Michigan Warns of Risks to Potato Crops
The warning issued by Michigan takes on particular weight in light of these findings. Potatoes grow directly in the soil; consequently, residues left behind by former solar farms can pose a particularly severe threat to this crop. Small fragments of metal or plastic do not merely pose a theoretical risk to the harvest; they can become embedded in the tubers, thereby contaminating the food chain.
Potato farmers are therefore calling for alternative locations for solar farms. Priority should be given to rooftops, brownfield sites, and land with limited agricultural potential. This approach would allow for electricity generation without sacrificing high-quality soils. Agricultural lands with high productive capacity serve a different, vital purpose: they ensure food security, support processing infrastructure, and generate regional economic value.

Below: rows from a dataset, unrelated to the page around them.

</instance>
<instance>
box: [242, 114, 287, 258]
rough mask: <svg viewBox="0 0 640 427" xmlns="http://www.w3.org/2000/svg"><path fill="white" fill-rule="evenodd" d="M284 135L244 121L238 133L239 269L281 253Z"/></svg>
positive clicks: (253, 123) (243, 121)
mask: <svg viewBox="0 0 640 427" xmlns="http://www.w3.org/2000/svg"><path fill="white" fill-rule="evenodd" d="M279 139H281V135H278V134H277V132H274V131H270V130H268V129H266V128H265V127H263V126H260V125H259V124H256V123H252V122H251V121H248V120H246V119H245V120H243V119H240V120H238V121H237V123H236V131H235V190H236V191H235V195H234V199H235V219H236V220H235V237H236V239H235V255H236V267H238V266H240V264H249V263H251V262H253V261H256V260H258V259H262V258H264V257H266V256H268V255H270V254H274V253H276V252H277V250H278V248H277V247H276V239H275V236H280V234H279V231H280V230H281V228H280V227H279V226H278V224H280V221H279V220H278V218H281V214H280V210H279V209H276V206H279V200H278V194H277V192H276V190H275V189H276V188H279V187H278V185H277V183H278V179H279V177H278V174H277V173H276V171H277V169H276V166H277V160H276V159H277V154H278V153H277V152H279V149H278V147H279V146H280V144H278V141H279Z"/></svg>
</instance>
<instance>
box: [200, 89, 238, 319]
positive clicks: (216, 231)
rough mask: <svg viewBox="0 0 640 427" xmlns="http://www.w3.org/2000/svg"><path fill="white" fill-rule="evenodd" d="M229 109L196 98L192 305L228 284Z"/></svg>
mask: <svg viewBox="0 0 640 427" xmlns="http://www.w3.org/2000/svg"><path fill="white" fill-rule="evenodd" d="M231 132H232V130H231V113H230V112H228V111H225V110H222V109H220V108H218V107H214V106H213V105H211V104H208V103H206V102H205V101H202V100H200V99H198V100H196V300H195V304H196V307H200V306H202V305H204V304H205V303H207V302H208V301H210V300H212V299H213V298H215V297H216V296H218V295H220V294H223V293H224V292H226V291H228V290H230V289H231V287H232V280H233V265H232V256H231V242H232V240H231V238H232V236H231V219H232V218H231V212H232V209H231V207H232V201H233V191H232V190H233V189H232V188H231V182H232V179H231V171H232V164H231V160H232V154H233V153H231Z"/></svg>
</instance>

Dismantling Pledges Are No Substitute for Soil Safety
Many solar projects are predicated on the promise that the installations will be removed after several decades. While this promise sounds simple, it falls short of addressing the full scope of the issue. Solar modules and mounting racks may disappear relatively quickly, but soil damage persists much longer. Residual cables, plastic shards, metal fragments, and compacted soil layers can remain behind. Therefore, what must be demonstrated is the land’s ability to regain its future productive capacity—not merely the dismantling of the technical equipment.
Compounding this issue is the unresolved challenge of disposing of old solar panels. By 2050, global estimates project that approximately 80 million tons of panel waste will have accumulated. To date, high-quality recycling options remain limited and costly. Consequently, there is a growing risk that this supposedly “clean” energy source will ultimately leave behind a legacy of new environmental hazards. For the agricultural sector, therefore, only one strict standard applies: fertile soil must not be permanently lost for the sake of a temporary energy project.